Experiencia de conducción
Al volante del Mazda 626, la sensación predominante es de solidez y aplomo. Su motor diésel de 101 CV, aunque no es un derroche de potencia, ofrece una respuesta adecuada para el día a día y viajes largos, con un par motor de 224 Nm que se hace notar a 3000 rpm, facilitando los adelantamientos y la recuperación. La aceleración de 0 a 100 km/h en 11.5 segundos es razonable para su categoría. La dirección y la suspensión, aunque no buscan la deportividad, proporcionan un buen equilibrio entre confort y estabilidad, absorbiendo las irregularidades del terreno con eficacia. El consumo combinado de 5.2 l/100km es un punto fuerte, prometiendo una autonomía considerable gracias a su depósito de 64 litros. Es un coche que invita a la conducción relajada y a disfrutar de los kilómetros sin sobresaltos.
Diseño y estética
El diseño del Mazda 626 de 1998 es un reflejo de la sobriedad y la funcionalidad que caracterizaban a las berlinas japonesas de la época. Sus líneas son limpias y discretas, sin estridencias, buscando una elegancia atemporal. La carrocería berlina de cuatro puertas ofrece una silueta clásica y proporcionada. Aunque no es un coche que busque llamar la atención por su estética rompedora, su diseño se mantiene digno y funcional, con una buena habitabilidad interior y un maletero generoso de 502 litros, ideal para las necesidades familiares o de viaje.

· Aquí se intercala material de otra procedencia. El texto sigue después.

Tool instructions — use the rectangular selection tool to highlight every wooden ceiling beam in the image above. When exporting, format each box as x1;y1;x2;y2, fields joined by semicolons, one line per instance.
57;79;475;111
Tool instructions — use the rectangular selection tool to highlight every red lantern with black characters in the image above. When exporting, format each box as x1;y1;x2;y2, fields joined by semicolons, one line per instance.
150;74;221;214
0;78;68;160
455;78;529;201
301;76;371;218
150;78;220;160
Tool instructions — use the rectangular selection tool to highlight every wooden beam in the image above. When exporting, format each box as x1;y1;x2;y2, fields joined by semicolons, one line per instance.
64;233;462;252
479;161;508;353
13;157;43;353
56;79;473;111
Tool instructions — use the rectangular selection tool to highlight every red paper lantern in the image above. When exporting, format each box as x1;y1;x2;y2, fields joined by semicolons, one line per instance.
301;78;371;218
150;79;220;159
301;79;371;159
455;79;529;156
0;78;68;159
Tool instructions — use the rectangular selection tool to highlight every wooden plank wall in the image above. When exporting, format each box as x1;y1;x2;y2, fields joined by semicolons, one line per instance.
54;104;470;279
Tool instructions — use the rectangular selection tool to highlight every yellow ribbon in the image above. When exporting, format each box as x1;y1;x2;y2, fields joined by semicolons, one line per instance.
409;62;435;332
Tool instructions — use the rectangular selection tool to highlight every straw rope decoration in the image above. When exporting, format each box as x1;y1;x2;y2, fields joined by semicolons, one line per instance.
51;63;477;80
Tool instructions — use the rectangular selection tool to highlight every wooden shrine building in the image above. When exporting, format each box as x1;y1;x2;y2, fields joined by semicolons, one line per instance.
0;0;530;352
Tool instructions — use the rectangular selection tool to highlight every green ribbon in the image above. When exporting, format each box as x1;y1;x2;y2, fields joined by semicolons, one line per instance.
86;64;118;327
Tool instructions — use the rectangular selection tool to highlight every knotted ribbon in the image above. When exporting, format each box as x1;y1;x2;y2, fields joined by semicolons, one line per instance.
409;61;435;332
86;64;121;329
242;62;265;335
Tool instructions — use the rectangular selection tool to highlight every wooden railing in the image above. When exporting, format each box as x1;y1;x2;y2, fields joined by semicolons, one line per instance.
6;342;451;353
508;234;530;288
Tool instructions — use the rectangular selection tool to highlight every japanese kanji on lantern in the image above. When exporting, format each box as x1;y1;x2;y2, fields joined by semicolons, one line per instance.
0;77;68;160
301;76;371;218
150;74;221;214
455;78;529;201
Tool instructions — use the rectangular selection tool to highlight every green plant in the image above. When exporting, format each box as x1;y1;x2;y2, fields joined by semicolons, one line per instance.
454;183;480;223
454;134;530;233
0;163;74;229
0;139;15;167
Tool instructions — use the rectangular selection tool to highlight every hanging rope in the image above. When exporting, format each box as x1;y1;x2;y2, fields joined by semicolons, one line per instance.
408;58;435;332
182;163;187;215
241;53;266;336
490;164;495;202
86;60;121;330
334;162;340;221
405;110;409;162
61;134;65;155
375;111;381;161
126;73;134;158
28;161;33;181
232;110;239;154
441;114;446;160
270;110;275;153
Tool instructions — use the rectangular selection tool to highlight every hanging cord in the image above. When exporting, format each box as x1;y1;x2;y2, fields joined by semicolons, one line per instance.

Tecnología y características
En el apartado tecnológico, el Mazda 626 DiTD 16V Exclusive de 1998 incorporaba las soluciones propias de su tiempo. Su motor diésel de inyección directa con turbo e intercooler era una muestra de eficiencia y rendimiento para la época, con una culata de aluminio y un bloque de hierro que garantizaban durabilidad. La transmisión manual de 5 velocidades, combinada con la tracción delantera, ofrecía una experiencia de conducción directa y fiable. En cuanto a seguridad, contaba con frenos de disco ventilados delanteros y discos traseros, y estabilizadoras en ambos ejes, elementos que contribuían a una conducción segura y controlada. Aunque no disponía de las avanzadas ayudas a la conducción actuales, su equipamiento era competitivo para su segmento y año.
Competencia
En el competitivo segmento de las berlinas medias, el Mazda 626 se enfrentaba a duros rivales como el Volkswagen Passat, el Ford Mondeo, el Opel Vectra o el Toyota Avensis. Frente a ellos, el 626 ofrecía una propuesta basada en la fiabilidad mecánica, un consumo ajustado y un buen equilibrio entre confort y prestaciones. Si bien algunos de sus competidores podían destacar en aspectos como el diseño más atrevido o una mayor oferta de motores, el Mazda 626 se posicionaba como una alternativa sensata y duradera, especialmente para aquellos que buscaban un coche para el largo plazo con bajos costes de mantenimiento.
Conclusión
El Mazda 626 berlina DiTD 16V Exclusive de 1998 es un coche que, a pesar del paso del tiempo, sigue siendo un ejemplo de la filosofía de Mazda: ofrecer vehículos fiables, eficientes y bien construidos. Su motor diésel, su amplio interior y su diseño funcional lo convierten en una opción interesante para quienes buscan una berlina clásica con un historial de durabilidad. Es un coche que cumple con creces su cometido, ofreciendo una experiencia de conducción tranquila y económica, ideal para el día a día y los viajes familiares. Un compañero de viaje que, sin grandes alardes, se gana la confianza de sus propietarios por su honestidad y buen hacer.